My water is getting cleaner and clearer, but not I need to make if soft. I'm thinking of putting German Rams and Neon Tetras in my tank, but was warned that my water needs to be on the soft side. 

How can I control this?


----------



## Dmaaaaax (Nov 20, 2008)

How hard is your water? Have you tested it for GH and kH?

Generally it is easier to make soft water hard, than hard water soft. To do the latter you need to have a RO/DI unit and mix in tap (or chemicals) to your desired hardness. 

Most fish can survive a pretty wide range of "hardness".


----------



## Fozz (Mar 2, 2009)

I visited my local aquarium supply store today to check up on this question. Their recommendation was to put mappi wood in my tank. I dont know if that's how you spell it, but is like a redish colour. I guess this wood gives off a type of acid that lowers my water hardness.

They also recommended that I remove the charcoal from my Fluval canister.

What do you guys think?

Also, what are some good online sources for buying water testing kits?


----------



## Dmaaaaax (Nov 20, 2008)

....how hard is your water? What makes you think it is too hard for tetras?


----------



## beaslbob (May 29, 2009)

I use peatmoss in my substrate. That allows neons to live for years. And kh is constant at 4 degrees and gh is constant at 9 degrees.

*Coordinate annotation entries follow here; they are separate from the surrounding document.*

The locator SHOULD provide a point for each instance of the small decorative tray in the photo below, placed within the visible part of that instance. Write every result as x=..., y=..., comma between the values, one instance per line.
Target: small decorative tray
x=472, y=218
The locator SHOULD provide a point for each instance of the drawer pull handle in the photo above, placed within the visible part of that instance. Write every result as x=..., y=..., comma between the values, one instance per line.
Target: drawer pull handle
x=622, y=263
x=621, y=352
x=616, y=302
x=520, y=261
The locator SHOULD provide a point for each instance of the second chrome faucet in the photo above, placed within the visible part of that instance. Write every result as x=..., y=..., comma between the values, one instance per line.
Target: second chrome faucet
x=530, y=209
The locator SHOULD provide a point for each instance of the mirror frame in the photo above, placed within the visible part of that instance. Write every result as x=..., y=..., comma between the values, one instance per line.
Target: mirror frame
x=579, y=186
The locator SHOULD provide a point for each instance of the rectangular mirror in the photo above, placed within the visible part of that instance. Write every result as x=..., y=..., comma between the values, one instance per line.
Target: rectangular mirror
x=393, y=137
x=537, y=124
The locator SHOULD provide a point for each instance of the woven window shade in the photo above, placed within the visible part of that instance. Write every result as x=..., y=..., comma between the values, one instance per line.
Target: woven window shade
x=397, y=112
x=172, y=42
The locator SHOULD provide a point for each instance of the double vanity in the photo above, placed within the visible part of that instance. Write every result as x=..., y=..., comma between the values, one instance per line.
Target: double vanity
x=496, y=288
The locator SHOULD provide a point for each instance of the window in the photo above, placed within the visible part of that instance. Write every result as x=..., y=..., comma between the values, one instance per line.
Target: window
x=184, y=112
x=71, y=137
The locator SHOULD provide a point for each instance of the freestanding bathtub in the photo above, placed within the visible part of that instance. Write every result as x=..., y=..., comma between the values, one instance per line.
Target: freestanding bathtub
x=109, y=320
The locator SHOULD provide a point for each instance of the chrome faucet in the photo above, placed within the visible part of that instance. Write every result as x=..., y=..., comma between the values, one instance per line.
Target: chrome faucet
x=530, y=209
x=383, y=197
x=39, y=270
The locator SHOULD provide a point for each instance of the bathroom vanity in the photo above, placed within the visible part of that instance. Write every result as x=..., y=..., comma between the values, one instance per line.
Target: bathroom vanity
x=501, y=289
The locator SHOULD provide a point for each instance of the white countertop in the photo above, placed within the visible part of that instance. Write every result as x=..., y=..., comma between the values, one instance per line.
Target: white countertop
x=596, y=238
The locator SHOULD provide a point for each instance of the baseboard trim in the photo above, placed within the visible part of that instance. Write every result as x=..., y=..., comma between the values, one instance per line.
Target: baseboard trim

In my sand only substrates kh and gh rises and neons do not last long.

my .02


----------



## Fozz (Mar 2, 2009)

I still have to check what my water is sitting at from the tap. But I do have a water softner if that helps.


----------



## beaslbob (May 29, 2009)

Fozz said:


> I still have to check what my water is sitting at from the tap. But I do have a water softner if that helps.


FWIW my tap has about the same kh (4) and gh (9) values so the peat at least maintains those values. I also do not do water changes just replace the water that evaporates. So my operation reflects the tank operation and very little input from the tap water.

my 02


----------